Yesterday was the day for retrieving the old buoy and the attached instruments. Early in the morning the mooring was acoustically detached from the anchor, at which point we had to wait for the glass balls to float from the bottom of the ocean to the surface. That took about 45 minutes to happen. Once they were sighted, the ship went towards them and they were grappled and a line was attached to them. The balls were on a chain and the crane’s cable was attached to the chain and the balls were lifted onto the deck of the ship. The balls were detached and placed in metal containers, and then it was time to pull in all the nylon rope that was part of the mooring. It took about two hours to put all of the rope away, for there was about 2 1/2 miles of nylon line to put away. One of my jobs was to help bring in the line along with five or six other people.

After the rope came the cable with the scientific instruments attached to it.
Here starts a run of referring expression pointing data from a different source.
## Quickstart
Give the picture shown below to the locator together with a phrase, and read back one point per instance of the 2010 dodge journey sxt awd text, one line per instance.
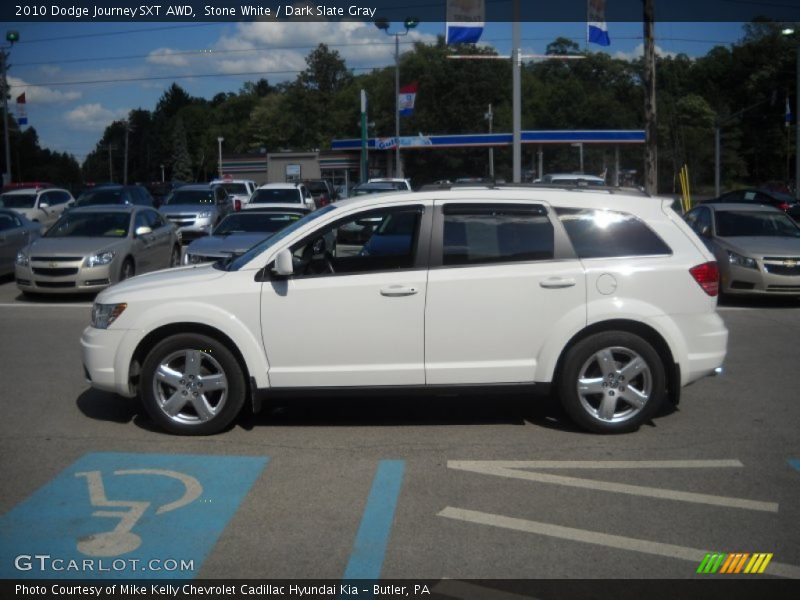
(608, 297)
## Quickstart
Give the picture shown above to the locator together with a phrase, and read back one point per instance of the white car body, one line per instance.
(506, 323)
(49, 205)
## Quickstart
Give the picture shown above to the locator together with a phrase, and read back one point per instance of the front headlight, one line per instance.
(105, 314)
(102, 258)
(192, 259)
(742, 261)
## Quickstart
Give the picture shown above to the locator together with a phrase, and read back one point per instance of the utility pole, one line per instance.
(651, 124)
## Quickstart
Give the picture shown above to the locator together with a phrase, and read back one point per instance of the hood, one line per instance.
(220, 245)
(74, 246)
(165, 281)
(186, 208)
(763, 245)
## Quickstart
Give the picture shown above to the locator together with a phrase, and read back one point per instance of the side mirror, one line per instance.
(283, 263)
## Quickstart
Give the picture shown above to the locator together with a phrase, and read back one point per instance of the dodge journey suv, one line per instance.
(607, 298)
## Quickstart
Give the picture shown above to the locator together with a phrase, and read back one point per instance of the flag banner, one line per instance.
(465, 19)
(405, 101)
(597, 31)
(787, 116)
(22, 113)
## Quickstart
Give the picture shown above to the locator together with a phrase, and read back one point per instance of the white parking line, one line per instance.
(512, 469)
(42, 305)
(601, 539)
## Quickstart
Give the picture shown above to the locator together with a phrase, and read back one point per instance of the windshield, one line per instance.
(113, 224)
(235, 188)
(101, 196)
(253, 222)
(191, 197)
(276, 196)
(752, 223)
(245, 258)
(18, 200)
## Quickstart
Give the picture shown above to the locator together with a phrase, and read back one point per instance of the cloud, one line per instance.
(40, 94)
(93, 117)
(167, 56)
(638, 52)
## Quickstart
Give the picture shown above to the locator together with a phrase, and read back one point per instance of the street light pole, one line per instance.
(219, 144)
(383, 25)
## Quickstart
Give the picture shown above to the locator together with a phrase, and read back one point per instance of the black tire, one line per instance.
(606, 402)
(222, 405)
(175, 257)
(127, 270)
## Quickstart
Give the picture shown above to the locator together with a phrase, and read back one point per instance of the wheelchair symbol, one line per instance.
(121, 539)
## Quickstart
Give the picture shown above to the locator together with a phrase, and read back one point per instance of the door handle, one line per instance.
(555, 283)
(396, 291)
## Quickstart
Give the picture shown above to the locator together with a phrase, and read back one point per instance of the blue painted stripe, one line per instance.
(366, 559)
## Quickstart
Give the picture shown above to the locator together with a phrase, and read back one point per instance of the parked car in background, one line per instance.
(756, 246)
(195, 209)
(294, 194)
(16, 232)
(322, 191)
(92, 247)
(779, 200)
(239, 190)
(114, 194)
(240, 231)
(397, 182)
(523, 289)
(40, 205)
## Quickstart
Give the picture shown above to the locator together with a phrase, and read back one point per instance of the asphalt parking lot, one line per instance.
(449, 487)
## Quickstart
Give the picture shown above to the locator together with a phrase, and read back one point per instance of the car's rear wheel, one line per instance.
(192, 384)
(612, 382)
(175, 257)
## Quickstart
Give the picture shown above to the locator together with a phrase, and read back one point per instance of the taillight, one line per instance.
(707, 277)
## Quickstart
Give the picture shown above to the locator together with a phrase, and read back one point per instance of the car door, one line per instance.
(500, 283)
(350, 316)
(13, 236)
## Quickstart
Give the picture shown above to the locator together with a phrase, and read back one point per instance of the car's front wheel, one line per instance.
(192, 384)
(612, 382)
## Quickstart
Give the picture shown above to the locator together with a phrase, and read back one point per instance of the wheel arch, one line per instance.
(643, 330)
(149, 341)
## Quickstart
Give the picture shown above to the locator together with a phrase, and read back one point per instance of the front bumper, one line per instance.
(736, 279)
(99, 350)
(63, 277)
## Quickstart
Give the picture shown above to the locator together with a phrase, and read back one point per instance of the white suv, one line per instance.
(608, 297)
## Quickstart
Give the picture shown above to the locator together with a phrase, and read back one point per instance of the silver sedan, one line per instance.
(756, 246)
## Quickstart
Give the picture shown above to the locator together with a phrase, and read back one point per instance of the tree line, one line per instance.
(598, 92)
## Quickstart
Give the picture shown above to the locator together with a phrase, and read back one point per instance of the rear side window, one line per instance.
(608, 233)
(480, 234)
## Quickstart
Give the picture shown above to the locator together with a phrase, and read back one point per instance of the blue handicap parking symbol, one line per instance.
(115, 515)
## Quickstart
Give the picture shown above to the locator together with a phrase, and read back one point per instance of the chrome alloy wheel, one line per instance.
(614, 384)
(190, 386)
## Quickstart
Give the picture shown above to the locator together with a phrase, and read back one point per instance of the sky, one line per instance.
(136, 62)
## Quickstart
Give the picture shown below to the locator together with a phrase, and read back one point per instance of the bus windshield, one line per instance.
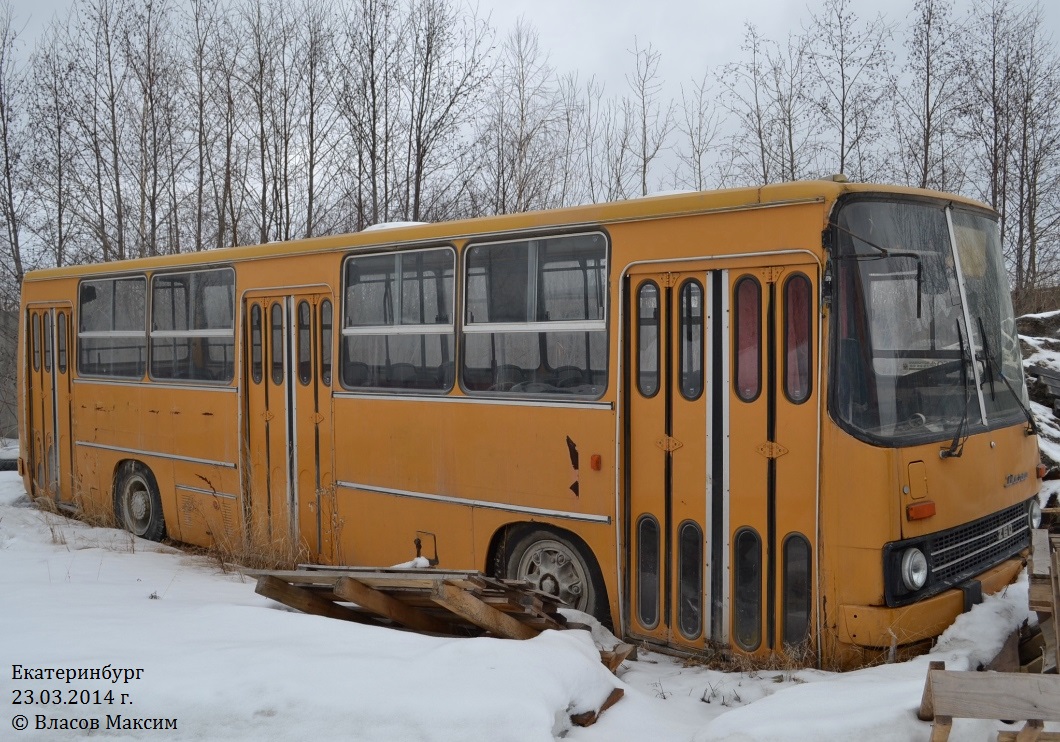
(925, 343)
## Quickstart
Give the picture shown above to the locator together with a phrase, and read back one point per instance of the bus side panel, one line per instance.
(513, 462)
(198, 490)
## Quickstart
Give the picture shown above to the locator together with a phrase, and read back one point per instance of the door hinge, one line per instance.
(772, 449)
(668, 443)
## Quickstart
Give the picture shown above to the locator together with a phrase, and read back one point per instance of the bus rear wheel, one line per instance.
(554, 564)
(138, 506)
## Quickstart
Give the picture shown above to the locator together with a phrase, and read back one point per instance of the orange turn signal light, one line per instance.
(919, 511)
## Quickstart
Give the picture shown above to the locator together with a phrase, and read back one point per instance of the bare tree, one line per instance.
(442, 83)
(753, 145)
(369, 102)
(53, 156)
(13, 145)
(700, 126)
(652, 120)
(925, 101)
(851, 59)
(520, 140)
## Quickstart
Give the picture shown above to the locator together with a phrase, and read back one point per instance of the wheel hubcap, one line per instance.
(137, 508)
(553, 568)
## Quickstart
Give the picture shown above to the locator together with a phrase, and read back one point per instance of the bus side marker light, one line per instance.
(919, 511)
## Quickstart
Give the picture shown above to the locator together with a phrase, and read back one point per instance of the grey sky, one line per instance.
(593, 37)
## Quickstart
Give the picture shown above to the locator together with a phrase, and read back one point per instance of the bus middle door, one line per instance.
(667, 459)
(49, 368)
(288, 423)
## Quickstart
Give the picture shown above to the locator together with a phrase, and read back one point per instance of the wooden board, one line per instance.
(481, 615)
(299, 599)
(355, 592)
(1040, 552)
(994, 695)
(448, 602)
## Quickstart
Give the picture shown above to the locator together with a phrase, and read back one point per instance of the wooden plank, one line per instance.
(926, 711)
(588, 718)
(613, 658)
(1049, 632)
(940, 728)
(1040, 552)
(1043, 737)
(1041, 595)
(473, 610)
(305, 601)
(1055, 581)
(994, 694)
(1008, 658)
(1030, 731)
(355, 592)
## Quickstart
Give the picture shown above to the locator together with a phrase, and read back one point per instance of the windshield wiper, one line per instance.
(884, 252)
(993, 366)
(957, 445)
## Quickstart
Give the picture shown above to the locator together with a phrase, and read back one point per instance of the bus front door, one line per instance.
(723, 440)
(51, 459)
(288, 423)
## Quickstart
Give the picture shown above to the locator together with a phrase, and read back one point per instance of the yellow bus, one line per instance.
(747, 420)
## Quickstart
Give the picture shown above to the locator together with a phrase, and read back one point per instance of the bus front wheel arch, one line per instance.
(138, 506)
(555, 562)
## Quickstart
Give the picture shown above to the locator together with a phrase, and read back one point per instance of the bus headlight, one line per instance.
(914, 569)
(1035, 513)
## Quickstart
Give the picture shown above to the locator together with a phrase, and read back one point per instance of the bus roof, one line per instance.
(651, 207)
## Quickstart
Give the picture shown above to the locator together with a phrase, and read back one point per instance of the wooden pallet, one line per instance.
(1045, 593)
(431, 601)
(1018, 695)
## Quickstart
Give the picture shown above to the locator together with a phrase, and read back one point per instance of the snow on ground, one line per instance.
(230, 665)
(227, 664)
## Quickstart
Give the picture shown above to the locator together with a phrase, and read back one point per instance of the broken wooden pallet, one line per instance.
(1044, 595)
(433, 601)
(1022, 696)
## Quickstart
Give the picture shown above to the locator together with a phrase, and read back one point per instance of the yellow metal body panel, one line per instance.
(879, 628)
(364, 475)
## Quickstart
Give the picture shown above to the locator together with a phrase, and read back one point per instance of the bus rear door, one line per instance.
(722, 456)
(51, 460)
(288, 422)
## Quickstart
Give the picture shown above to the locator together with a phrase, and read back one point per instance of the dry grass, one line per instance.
(724, 659)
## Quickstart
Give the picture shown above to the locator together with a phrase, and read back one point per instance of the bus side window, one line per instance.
(255, 343)
(746, 332)
(48, 341)
(690, 346)
(304, 343)
(325, 338)
(276, 343)
(797, 330)
(648, 338)
(36, 341)
(60, 329)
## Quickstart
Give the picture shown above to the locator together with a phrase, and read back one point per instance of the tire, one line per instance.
(558, 564)
(138, 506)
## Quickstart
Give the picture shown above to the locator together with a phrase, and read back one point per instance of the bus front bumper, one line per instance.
(880, 626)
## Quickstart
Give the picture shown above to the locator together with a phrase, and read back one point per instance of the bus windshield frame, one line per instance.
(924, 346)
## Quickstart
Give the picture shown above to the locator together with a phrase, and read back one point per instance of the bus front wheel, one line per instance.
(138, 506)
(554, 564)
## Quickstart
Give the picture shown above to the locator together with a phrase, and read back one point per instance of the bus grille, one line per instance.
(974, 547)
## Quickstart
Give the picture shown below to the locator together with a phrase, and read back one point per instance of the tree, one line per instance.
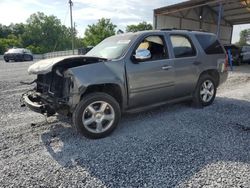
(244, 37)
(45, 34)
(95, 33)
(140, 27)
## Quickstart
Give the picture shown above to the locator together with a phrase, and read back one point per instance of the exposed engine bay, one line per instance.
(53, 88)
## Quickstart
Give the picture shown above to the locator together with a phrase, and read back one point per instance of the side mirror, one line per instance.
(142, 54)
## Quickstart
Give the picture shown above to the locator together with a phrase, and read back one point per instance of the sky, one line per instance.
(87, 12)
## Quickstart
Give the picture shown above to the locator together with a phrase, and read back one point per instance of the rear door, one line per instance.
(186, 63)
(152, 80)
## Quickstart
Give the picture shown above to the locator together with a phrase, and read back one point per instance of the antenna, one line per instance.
(71, 23)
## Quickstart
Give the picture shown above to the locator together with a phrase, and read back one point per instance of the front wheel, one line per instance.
(205, 91)
(97, 115)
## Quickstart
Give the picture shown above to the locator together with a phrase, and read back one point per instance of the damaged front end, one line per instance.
(55, 90)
A few of the instruments were brought in, and then attention was given to the buoy. It had to be tagged and brought onto the deck. However, the seas were too rough for the Zodiac boat to go out, so the ship passed by the bouy and several men tried to tag it with line. Several attempts were made, but it proved to be very difficult. On one pass, the buoy was overrun by the ship and the buoy was flipped upside down. Due to the rough seas, the recovery was not going as planned.
At this juncture, it was decided that the Zodiac boat would be used so that the scientists could tag a line to the buoy and bring it in. Preparations were made and the boat, along with three men inside it, were lowered into the rough seas, however it proved to be too harrowing and that plan was nixed. It was decided that the ship would pass by the buoy once again and attempts would be made to tag it and grapple it with hooks. Luckily, this plan worked and the buoy was secured by lines, which were then used to help it right itself. After this, the buoy was brought onto the ship by use of the crane. One thing to note was that as the bouy was brought closer to the ship, there appeared schools of fish, including what looked like a yellowfin tuna. This is because the buoy and its mooring become an ecosystem unto itself. Barnacles and other creatures grow on the botton of the buoy and the rest of the mooring, which attract fish and other sea creatures.
When the float was secured to the deck of the ship, attention was given to the mooring cable with the instruments attached. The crane, along with the use of several winches, was used to bring up the instruments. Each instrument was detached, serial numbers were checked with last year’s log, and then taken for cleaning and retrieval of data. As the pictures show, the instruments really get covered in barnacles, algae and seaweed. Some of us took plastic brillo pads and scrapers to the instruments and began to remove the detritus covering them. This proved to be a smelly and dirty job, but it’s fun to get dirty sometimes.
After they were cleaned, another scientists detached the canisters which held the collected data, and with the use of computers, the data was downloaded for use by scientists at a later date. Pressure washers were used to further clean the equipment for storage and shipment. It’s important to remove as much of the organisms on the equipment, otherwise the stench of decay would prove to be overwhelming, and the detritus is not good for the instruments.
By this time, the sun was beginning to set, and everyone was tired. We even got to see a double rainbow at the end of the day. So, for all the drama and excitement, I am glad to report that the retrieval mission was accomplished successfully.
Today we wrap up the mission and clean up. It is important that we leave the ship in the way it started. We were lucky enough to get a tour of the compartments below that held the engines, and the electronic gear which helps with the operation of the ship.
I want to thank everyone on the mission. I want to thank the captian and his crew for being kind and patient with me and my inexperience. I especially enjoyed the tours that I received of the bridge, engine rooms and the engine control room I want to thank all the scientists and personnel from WHOI and the University of Hawaii, especially Bob Weller, for welcoming me, answering my questions, and making me feel part a part of the team. I also want to thank the graduate students from University of Hawaii for working with me and making me a part of their team as well. Finally, I want to expess my gratitude to the people from NOAA that made this experience possible including Jennifer Hammond, Elizabeth McMahon, and Elizabeth Bullock.